Ressa argues in the book that the Norwegian Nobel Committee’s decision to re-attribute journalism was an indication that the world was “at a different existential point for democracy”.
Therefore, warned in his speech about accepting the Nobel Prize for the “invisible atomic bomb” that he said had exploded in the information ecosystem.
He then denounced that technology platforms had “offered geopolitical powers a way to individually manipulate each of their users.”
Ressa says the world is dealing with this “silent nuclear holocaust” as it did in the aftermath of World War II with the creation of the United Nations, NATO (North Atlantic Treaty Organization) or the Universal Declaration of Human Rights Human.
“Today we need new global institutions and a reaffirmation of the values we hold dear” to create a world “more compassionate, more just, more sustainable. (…) A world free of fascists and tyrants”, he defends in the book.
In September 2022, Ressa and Muratov launched a plan to, among other things, “end the surveillance business model [das redes sociais] for profit” and rebuilding “independent journalism as an antidote to tyranny”.

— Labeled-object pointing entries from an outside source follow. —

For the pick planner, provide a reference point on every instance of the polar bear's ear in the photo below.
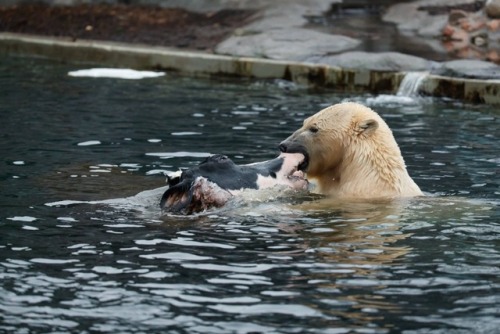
(368, 126)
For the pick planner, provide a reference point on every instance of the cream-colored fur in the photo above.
(353, 154)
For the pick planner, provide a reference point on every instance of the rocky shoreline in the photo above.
(282, 31)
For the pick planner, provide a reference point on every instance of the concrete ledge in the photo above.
(203, 64)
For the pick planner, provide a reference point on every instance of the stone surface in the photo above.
(385, 61)
(287, 44)
(492, 8)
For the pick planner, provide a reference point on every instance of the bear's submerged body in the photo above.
(347, 149)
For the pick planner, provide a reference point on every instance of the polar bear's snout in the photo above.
(291, 146)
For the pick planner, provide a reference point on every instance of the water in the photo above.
(420, 266)
(410, 84)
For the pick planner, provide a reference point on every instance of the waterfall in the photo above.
(410, 83)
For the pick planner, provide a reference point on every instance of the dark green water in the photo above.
(423, 266)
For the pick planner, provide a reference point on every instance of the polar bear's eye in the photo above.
(313, 129)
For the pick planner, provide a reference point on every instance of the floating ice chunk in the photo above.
(89, 143)
(118, 73)
(22, 218)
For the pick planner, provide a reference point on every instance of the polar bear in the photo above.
(351, 153)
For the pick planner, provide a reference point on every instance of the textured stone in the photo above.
(476, 69)
(492, 8)
(286, 44)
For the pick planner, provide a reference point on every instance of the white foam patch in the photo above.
(168, 155)
(89, 143)
(117, 73)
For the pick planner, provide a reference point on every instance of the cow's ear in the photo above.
(368, 126)
(177, 198)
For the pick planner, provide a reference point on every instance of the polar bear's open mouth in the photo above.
(287, 148)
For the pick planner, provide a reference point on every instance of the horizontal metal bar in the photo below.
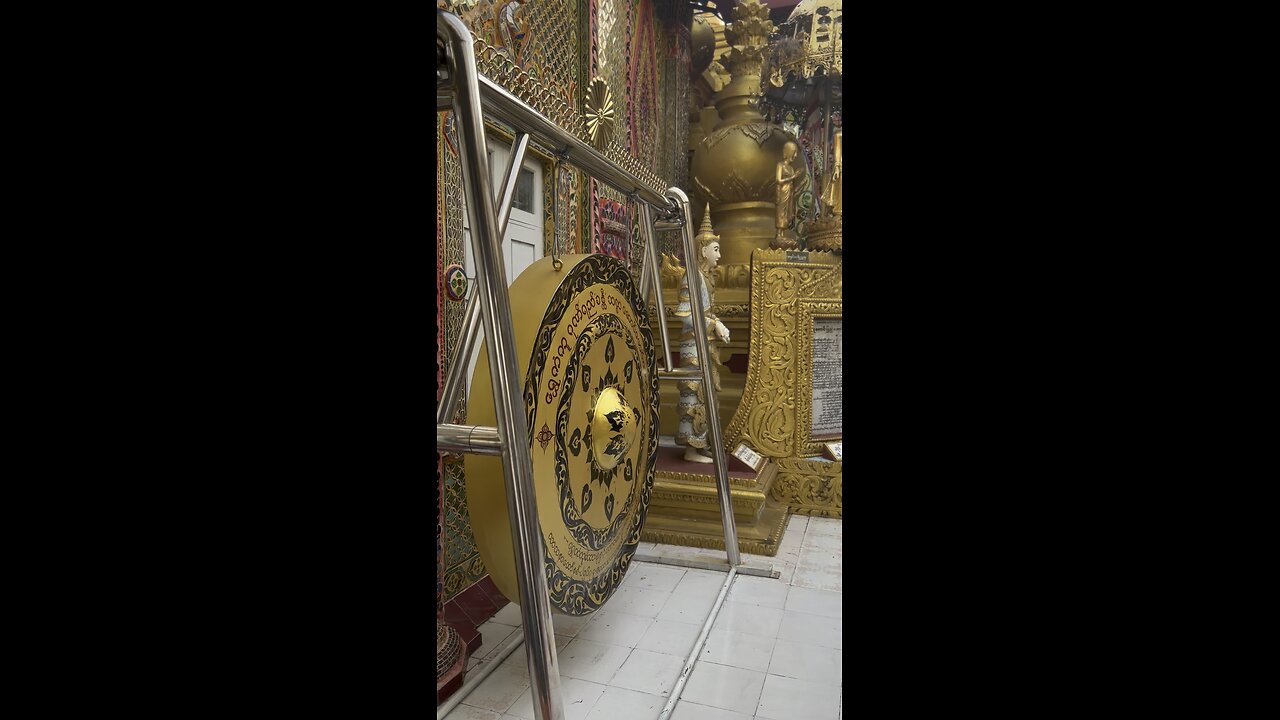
(474, 440)
(675, 374)
(718, 565)
(502, 105)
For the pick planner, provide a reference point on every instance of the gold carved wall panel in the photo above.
(786, 295)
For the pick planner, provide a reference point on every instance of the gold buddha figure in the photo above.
(691, 432)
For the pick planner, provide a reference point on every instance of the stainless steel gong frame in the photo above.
(460, 87)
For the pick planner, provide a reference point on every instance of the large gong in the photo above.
(590, 400)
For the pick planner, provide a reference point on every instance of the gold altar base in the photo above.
(684, 510)
(809, 486)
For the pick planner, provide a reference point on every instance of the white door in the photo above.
(522, 245)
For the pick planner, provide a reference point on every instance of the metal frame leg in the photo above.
(650, 279)
(512, 432)
(695, 291)
(466, 343)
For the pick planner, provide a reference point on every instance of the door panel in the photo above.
(522, 245)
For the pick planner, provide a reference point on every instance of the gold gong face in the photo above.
(590, 400)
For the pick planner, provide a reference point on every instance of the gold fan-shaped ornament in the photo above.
(599, 113)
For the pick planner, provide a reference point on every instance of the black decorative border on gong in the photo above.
(568, 595)
(581, 531)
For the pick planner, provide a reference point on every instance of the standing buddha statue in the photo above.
(691, 432)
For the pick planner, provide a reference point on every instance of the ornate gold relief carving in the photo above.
(810, 487)
(777, 400)
(599, 113)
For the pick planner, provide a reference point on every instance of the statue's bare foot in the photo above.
(691, 455)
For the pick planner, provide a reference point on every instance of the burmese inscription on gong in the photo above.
(827, 386)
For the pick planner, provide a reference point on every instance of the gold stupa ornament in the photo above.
(599, 113)
(735, 165)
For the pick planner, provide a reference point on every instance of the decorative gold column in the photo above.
(735, 164)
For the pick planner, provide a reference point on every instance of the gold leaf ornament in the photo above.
(599, 113)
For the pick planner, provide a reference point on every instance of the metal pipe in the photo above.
(475, 440)
(698, 647)
(654, 282)
(462, 351)
(476, 677)
(502, 105)
(517, 460)
(465, 346)
(717, 445)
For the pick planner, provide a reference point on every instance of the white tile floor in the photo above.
(775, 652)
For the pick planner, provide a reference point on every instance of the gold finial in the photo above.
(705, 233)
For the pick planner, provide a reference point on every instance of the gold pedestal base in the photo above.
(684, 509)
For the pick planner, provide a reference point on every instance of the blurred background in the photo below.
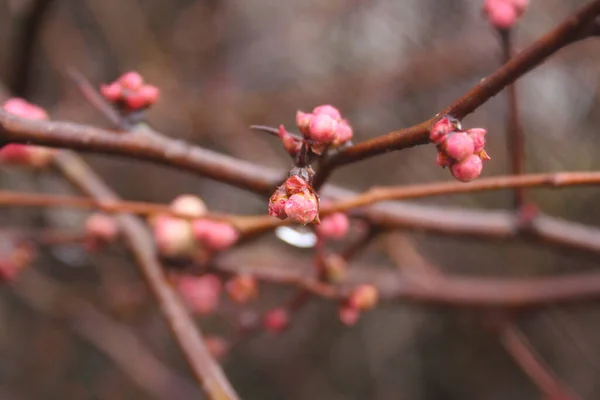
(225, 65)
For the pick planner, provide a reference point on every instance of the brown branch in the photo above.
(437, 220)
(451, 291)
(376, 195)
(572, 29)
(142, 146)
(187, 335)
(531, 363)
(115, 340)
(514, 130)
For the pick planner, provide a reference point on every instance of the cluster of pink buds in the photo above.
(462, 151)
(183, 237)
(503, 14)
(362, 298)
(202, 293)
(296, 200)
(130, 93)
(324, 126)
(22, 154)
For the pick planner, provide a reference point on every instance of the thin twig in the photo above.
(572, 29)
(206, 370)
(514, 131)
(532, 364)
(115, 340)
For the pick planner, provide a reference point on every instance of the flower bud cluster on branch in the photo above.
(461, 151)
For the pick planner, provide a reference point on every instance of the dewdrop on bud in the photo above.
(329, 110)
(188, 205)
(241, 288)
(458, 146)
(363, 298)
(201, 293)
(468, 169)
(276, 320)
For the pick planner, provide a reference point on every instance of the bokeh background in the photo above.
(225, 65)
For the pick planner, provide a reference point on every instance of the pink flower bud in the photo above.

The plan contains specific requests to democratic governments, the European Union and the UN, proposing the appointment of a special envoy of the Secretary-General for the safety of journalists.
Even acknowledging that he is lucky compared to other journalists who are “in hiding, in exile or in prison,” Ressa knows what he is talking about: “in less than two years, the government of the Philippines has issued 10 arrest warrants against me issued,” he says in the book.
And in 2018, he began wearing a bulletproof vest when traveling across the country.